For more than two months, bitcoin has stayed in a range between roughly $8,500 and $10,200, an astonishing stretch of stability for an asset whose price rose 13-fold in 2017, tumbled 73% in 2018 and then jumped 94% last year. It’s up 29% so far in 2020, after wild gyrations earlier in the year that have mostly faded since late April.
In the meantime, the decline in trading volumes could rekindle questions over how many cryptocurrency exchanges are really needed to serve the nascent but fast-growing market.
Don Guo, CEO of Broctagon Fintech Group responds in First Mover, CoinDesk’s daily markets newsletter.
Broctagon Fintech Group helps smaller cryptocurrency exchanges tap into bigger pools of liquidity available from large exchanges via liquidity technology aggregator NEXUS. Don Guo says the business model is more akin to that of local or regional stock-brokerage firms that can survive with a smaller clientele.
“It’s not like traditional finance,” Guo said in an interview via Microsoft Teams. “People want to start exchanges.
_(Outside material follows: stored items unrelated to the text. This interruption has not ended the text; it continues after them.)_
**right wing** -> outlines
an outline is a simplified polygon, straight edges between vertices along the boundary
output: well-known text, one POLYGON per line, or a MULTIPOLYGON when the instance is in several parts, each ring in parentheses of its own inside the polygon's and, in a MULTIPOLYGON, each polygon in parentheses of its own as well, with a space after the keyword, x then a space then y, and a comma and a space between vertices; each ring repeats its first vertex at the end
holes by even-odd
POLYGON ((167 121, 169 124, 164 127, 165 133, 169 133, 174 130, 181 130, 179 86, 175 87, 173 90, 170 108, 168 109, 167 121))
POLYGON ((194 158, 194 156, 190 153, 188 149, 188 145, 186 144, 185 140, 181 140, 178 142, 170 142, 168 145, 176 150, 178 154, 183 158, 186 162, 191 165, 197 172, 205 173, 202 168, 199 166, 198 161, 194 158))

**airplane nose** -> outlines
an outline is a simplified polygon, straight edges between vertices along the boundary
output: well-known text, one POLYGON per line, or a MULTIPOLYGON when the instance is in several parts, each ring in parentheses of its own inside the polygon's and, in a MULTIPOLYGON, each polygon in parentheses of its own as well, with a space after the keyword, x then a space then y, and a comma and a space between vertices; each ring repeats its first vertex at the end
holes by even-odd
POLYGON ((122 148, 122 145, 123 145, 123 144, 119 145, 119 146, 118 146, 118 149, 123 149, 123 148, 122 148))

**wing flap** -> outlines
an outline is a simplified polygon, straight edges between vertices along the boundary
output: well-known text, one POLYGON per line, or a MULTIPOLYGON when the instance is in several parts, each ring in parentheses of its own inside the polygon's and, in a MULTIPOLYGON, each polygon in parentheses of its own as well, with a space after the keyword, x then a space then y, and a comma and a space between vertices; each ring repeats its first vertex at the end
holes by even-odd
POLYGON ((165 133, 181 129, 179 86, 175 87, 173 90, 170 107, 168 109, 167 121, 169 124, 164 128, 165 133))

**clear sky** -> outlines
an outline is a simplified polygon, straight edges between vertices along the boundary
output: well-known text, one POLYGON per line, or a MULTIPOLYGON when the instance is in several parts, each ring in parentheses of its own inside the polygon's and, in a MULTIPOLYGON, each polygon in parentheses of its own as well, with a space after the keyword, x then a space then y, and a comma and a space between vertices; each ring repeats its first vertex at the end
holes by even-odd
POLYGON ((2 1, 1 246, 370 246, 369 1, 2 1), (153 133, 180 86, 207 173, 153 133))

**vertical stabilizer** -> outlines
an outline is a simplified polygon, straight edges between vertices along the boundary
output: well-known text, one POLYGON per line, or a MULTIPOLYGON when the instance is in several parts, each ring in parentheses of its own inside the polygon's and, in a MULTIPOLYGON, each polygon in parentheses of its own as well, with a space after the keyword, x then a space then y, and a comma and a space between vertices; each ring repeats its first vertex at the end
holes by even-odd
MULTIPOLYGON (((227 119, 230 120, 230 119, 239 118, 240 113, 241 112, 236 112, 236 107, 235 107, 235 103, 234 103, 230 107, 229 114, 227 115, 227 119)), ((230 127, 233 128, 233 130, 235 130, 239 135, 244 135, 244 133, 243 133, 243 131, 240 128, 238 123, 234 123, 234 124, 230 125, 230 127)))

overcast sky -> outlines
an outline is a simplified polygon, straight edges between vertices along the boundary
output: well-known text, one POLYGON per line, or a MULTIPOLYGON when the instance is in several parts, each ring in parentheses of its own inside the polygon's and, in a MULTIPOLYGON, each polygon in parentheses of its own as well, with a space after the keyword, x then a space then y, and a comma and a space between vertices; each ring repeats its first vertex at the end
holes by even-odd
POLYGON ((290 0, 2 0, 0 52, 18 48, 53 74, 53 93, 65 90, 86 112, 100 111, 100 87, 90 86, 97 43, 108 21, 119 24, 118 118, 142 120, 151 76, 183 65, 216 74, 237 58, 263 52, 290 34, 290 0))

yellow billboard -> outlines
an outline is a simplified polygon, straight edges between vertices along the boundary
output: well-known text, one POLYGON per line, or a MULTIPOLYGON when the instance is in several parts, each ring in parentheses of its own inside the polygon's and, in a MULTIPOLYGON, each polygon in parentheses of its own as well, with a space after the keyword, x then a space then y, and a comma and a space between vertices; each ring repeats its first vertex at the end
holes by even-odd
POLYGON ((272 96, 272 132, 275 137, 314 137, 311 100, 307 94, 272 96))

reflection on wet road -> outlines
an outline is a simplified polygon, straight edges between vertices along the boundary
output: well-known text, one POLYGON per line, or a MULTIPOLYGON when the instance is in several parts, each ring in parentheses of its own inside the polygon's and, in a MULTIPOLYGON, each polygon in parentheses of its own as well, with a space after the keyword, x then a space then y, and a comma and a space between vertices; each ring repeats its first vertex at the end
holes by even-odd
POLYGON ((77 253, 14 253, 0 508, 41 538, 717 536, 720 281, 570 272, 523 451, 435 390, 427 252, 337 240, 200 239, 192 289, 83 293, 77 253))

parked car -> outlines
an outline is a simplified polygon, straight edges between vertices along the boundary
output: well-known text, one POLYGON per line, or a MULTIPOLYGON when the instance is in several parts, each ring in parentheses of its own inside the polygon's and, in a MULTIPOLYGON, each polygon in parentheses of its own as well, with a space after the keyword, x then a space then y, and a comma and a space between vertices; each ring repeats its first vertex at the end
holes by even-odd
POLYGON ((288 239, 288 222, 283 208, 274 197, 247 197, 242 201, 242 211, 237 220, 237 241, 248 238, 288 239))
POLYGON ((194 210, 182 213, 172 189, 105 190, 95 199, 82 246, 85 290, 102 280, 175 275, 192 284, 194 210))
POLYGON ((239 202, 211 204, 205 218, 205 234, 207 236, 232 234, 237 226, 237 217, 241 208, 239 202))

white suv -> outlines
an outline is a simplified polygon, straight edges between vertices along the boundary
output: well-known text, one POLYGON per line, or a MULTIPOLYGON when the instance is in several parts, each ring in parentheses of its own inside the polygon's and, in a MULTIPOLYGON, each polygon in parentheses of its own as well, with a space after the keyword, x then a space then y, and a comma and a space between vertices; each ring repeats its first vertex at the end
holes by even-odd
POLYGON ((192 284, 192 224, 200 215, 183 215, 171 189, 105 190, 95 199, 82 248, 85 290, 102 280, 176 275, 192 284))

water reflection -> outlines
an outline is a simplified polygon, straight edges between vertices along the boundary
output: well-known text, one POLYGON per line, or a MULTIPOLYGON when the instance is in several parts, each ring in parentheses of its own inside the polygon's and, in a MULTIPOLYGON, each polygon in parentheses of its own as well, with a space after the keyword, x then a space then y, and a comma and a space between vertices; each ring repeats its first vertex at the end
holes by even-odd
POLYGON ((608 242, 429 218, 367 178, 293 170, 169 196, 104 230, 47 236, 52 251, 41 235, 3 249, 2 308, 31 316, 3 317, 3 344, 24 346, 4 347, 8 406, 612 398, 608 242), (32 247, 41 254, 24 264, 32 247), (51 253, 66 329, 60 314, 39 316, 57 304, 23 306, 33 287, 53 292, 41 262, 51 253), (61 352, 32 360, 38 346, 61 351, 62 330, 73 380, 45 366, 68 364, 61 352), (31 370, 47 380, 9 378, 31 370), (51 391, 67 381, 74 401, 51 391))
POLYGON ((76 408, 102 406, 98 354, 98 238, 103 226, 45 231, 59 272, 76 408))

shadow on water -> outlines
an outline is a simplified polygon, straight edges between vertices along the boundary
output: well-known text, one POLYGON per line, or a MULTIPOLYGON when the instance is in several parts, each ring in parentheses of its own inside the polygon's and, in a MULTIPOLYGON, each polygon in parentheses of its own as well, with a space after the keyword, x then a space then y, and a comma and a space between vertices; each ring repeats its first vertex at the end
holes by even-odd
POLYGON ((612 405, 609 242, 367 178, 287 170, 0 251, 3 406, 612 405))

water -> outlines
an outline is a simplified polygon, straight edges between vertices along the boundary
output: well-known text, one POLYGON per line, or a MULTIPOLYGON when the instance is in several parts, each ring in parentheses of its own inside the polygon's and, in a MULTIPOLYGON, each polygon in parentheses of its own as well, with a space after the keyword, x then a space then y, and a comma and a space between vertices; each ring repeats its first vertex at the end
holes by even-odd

They want to launch their own netcoins or their own tokens, or they have their own communities.”
Eventually, “there will definitely be consolidation” in the industry because “it’s already a crowded space,” says Stephen Stonberg, a former Goldman Sachs and Brevan Howard executive who now serves as chief operating officer of Liechtenstein-based Bittrex Global.
“The market is so inefficient, which is why there are so many players,” Stonberg said in an interview. “I don’t think you’ll need state and local crypto exchanges. There’s no need for that level of fragmentation.”
For now, cryptocurrency traders and exchanges alike might welcome an industry shake-up – in the form of a fresh bout of bitcoin price volatility.